La pluie tombe dru, l'orage gronde, la foudre traverse le ciel, illuminant pendant quelques secondes le ciel noir ; quelques secondes plus tard, un bruit retentissant percute vos tympans, secouant murs, vitres et portes. Alors, comme le bon enfant que vous étiez, vous vous souvenez de votre grand-mère, qui vous racontait jadis que ces éclairs étaient liés à la colère divine.

Elle vous disait aussi, en grande pédagogue, qu'il était facile de savoir à quelle distance se trouvait l'impact de l'éclair ; pour ce faire, il fallait compter le nombre de secondes s'étant écoulé entre le moment où la foudre avait frappé et le moment où l'on avait entendu le bruit, puis de multiplier ce nombre par mille et de le diviser par trois pour obtenir une valeur en mètres.

Alors, dans votre chambre noire, plutôt que de dormir, vous mesurez les distances, selon cette règle mathématique que vous a enseignée grand-mère Catherine(1). La foudre vous éblouit. Vous comptez, une, deux, trois, quatre, cinq, six secondes. Le bruit se fait entendre pendant une petite seconde et disparaît, la pluie ne cessant toujours pas. Vous multipliez par mille et divisez par trois : deux mille mètres, soit deux kilomètres.

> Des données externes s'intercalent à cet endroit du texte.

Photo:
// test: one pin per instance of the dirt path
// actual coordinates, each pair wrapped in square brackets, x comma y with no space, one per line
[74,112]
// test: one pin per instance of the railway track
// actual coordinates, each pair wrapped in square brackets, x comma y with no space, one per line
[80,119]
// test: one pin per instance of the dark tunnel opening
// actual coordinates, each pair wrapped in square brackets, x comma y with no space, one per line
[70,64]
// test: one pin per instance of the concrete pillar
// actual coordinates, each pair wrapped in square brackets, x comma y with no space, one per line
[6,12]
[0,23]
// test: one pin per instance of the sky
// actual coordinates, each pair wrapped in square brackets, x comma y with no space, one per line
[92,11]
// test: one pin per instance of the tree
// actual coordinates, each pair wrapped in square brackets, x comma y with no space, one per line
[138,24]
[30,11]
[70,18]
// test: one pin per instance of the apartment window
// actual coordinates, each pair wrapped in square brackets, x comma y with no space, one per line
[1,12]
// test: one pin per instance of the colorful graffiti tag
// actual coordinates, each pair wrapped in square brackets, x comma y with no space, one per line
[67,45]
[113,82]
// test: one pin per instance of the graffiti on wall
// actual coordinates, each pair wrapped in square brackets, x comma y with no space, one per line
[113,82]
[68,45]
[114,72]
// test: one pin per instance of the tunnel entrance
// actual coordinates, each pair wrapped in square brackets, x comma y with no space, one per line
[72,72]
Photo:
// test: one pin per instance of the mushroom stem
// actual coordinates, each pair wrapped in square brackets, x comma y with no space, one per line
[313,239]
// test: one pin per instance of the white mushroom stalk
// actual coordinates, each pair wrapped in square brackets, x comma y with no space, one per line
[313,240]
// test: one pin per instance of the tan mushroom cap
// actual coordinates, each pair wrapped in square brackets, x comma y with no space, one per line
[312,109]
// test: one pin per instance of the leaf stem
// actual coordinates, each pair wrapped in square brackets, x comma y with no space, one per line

Cette règle marche-t-elle ? Vous ne vous posez pas la question, on ne remet pas en question ce que dit grand-mère Catherine.
Aujourd'hui, cependant, l'heure est venue de connaître la vérité. Pourquoi entend-on le tonnerre plusieurs secondes après le flash lumineux ? Pourquoi multiplier par mille et diviser par trois ?

Lorsque l'éclair traverse le ciel, il se déplace à la vitesse de la lumière, soit environ \(3 \times 10^8\) m. s-1(2). En percutant la terre à un temps \(t = 0\), l'éclair est visible. Mais qu'en est-il du son ? Le son est bien plus long que la lumière pour se déplacer, puisqu'il ne se déplace qu'à \(3,4 \times 10^2\) m. s-1(3).

Petit schéma pour résumer :

Schéma récapitulatif.

Considérons le nombre de secondes que vous avez comptées, et nommons-le \(n\). Nommons \(c\) la célérité du son(4).

Comparons donc nos deux calculs. Le premier, celui de grand-mère, nommé G. Le deuxième, celui qui s'effectue en réalité, nommé R :

\(G = n \times \frac{1000}{3}\)
\(R = n \times c = n \times 340\)

Qu'en déduit-on ?

\(3,4 \simeq \frac{10}{3}\)

\(340 \simeq \frac{1000}{3}\)

\(n \times 340 \simeq n \times \frac{1000}{3}\)

\(R \simeq G\)

Ainsi, grand-mère a presque raison ! On sait que \(\frac{10}{3} \simeq 3,33...\), on peut donc calculer un pourcentage de marge d'erreur :

\(\frac{3,4 - 3,33}{3,4} \times 100 \simeq 2 \)

2 % d'erreur ! Ce n'est pas mal, surtout que grand-mère Catherine n'y connait presque rien en physique. En plus, vous avez pu passer le temps grâce à sa méthode ! Et les méthodes qui permettent de ne pas s'ennuyer sont les meilleures.


  1. (1) Nom totalement fictif. Aucune Catherine n'a été maltraitée durant l'écriture de cet article.
  2. (2) Cette valeur est la vitesse de la lumière dans le vide, mais l'atmosphère ne réduit que de très peu ce nombre.
  3. (3) Soit un million de fois moins vite. Vous noterez d'ailleurs que l'on arrive à dépasser le mur du son, mais pas le « mur de la lumière ».
  4. (4) Je précisai, dans l'article sur la célérité de la lumière, que l'on pouvait parler pour celle-ci de célérité ou de lumière, car le phénomène lumineux est à la fois ondulatoire et matériel. Cependant, le son n'est qu'une onde, on doit donc parler de célérité.